Over the past couple of years, you’ve probably noticed the huge influx of “adult coloring books” in bookstores, art supply stores, and even supermarket magazine racks. The books’ linear designs range from simple garden flowers to incredibly intricate mandala patterns. This type of “coloring” has been noted for a calming, soothing, therapeutic effect, somewhat like meditation or knitting. It has caught on in rehab facilities and senior centers.
Adult coloring books are still growing in popularity, so sales of markers and colored pencils have skyrocketed, and some artists have successfully self-published their own coloring books.
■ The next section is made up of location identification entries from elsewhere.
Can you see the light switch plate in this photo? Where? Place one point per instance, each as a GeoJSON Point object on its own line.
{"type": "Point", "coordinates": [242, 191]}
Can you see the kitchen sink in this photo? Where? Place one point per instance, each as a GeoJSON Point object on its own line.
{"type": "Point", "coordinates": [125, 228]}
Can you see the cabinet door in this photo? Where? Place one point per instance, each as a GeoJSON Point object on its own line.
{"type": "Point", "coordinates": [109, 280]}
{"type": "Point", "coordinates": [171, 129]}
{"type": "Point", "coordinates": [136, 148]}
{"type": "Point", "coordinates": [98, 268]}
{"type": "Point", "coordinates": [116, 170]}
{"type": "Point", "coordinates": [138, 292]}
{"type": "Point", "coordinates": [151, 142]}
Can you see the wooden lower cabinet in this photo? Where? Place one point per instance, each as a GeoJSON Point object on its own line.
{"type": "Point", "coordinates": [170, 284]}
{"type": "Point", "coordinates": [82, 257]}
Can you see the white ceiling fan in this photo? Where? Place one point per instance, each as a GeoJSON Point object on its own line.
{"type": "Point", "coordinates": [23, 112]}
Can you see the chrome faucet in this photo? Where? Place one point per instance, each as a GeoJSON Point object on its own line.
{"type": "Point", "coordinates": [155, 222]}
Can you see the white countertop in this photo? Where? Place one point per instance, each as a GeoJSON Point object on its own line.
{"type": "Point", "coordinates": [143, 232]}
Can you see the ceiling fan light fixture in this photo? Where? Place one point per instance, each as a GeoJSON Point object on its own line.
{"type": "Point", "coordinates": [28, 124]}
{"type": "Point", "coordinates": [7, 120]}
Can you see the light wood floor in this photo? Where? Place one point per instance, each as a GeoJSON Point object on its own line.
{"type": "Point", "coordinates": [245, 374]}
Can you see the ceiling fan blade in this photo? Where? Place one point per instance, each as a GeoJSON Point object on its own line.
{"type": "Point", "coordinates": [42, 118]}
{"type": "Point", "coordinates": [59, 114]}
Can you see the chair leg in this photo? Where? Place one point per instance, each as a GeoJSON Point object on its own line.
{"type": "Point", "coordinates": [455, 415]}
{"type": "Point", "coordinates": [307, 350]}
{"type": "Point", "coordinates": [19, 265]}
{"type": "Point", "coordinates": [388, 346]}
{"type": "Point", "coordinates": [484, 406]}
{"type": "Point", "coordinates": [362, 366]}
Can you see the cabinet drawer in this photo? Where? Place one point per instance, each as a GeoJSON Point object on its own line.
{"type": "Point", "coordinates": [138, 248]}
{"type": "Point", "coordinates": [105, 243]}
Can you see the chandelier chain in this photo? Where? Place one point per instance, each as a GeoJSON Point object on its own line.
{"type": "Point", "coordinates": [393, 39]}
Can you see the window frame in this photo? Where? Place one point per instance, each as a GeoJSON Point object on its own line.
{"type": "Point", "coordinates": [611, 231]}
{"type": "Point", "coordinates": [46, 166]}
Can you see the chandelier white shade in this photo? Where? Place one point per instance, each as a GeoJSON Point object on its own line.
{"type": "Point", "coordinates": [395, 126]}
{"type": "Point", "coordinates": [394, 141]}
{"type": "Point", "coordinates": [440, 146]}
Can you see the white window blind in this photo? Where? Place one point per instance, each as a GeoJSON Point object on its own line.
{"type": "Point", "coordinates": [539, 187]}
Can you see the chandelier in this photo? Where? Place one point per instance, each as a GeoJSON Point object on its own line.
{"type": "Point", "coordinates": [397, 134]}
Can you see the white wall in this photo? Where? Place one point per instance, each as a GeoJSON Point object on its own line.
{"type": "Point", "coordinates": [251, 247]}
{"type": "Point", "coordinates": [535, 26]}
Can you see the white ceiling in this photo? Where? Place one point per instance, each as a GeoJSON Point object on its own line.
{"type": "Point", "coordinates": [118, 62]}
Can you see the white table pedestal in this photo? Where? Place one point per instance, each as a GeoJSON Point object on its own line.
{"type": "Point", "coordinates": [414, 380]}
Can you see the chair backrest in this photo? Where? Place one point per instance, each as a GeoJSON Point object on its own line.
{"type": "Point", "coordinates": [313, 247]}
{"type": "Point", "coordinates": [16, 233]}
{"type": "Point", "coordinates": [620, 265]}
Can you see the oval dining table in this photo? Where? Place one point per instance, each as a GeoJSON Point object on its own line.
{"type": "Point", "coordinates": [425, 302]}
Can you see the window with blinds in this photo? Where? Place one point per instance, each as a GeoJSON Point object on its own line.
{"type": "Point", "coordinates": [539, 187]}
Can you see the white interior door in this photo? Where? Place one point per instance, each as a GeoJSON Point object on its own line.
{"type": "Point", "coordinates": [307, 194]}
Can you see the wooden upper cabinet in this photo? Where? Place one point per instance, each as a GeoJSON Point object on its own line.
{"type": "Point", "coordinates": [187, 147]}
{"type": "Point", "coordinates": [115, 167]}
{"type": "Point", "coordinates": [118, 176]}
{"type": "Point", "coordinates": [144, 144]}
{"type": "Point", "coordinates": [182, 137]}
There is even a new brand of colored pencils made in China and marketed to the coloring-book crowd as much cheaper than the better-known brands, albeit lower in quality. Since I have published free swatch charts for many popular brands on my website, someone asked if I’m planning to publish one for this new brand, too. (No, and I’m not going to name the brand here.)
As an artist whose primary medium is colored pencil, I have mixed feelings about this fad. On the one hand, it’s great to see so many people (re)discovering colored pencils, and hopefully they’ll be inspired to take the next step to learn how to create their own original drawings and master the medium. On the other hand, it’s also leading to an impression that colored pencils aren’t a fine art medium, they’re for very casual hobbyists. And that’s an impression that the Colored Pencil Society of America has worked hard since 1990 to dispel, so it feels like a giant step backward.
Recently, Time magazine published an article “How coloring inside the lines came into fashion” which examined these impressions. Today, I was glad to read the CPSA’s response to it.
I personally have been told “Oh, you should make a coloring book!” and I take that as a compliment about how interesting my subjects are and how easily they might translate into linear outlines.
But on a Facebook group for colored pencil artists I have read accounts of fellow artists being asked about their original work “What coloring book is this from?” and the questioner not being able to grasp that it was not from a coloring book. I think if this was asked of me I’d have a hard time responding without curse words! I can see how this confusion might arise, since some people who color in pages from a coloring book post them to social media with the idea that it’s now “art”. It’s not. There’s an important distinction: all art is artwork, but not all artwork is art.
The latest ridiculousness resulting from this fad is a report of a community college offering a five-day “Coloring Book Technique” workshop, for which people pay $130 and bring their own coloring books and colored pencils. Really? Since when do we have to be taught how to color in coloring books? Every seven-year-old knows how to do this.
So on balance, although I recognize the value of adult coloring books as therapy and for relaxation, so far I’m not happy about what it’s doing for serious artists who work with colored pencil. For any such artist, I recommend that if someone asks what kind of art you do, don’t say “I do colored pencil drawings” or they’ll likely assume you mean you color in coloring books. Instead, try simply saying “I work mainly in colored pencil”. The subtle difference in wording may trigger a better mental image.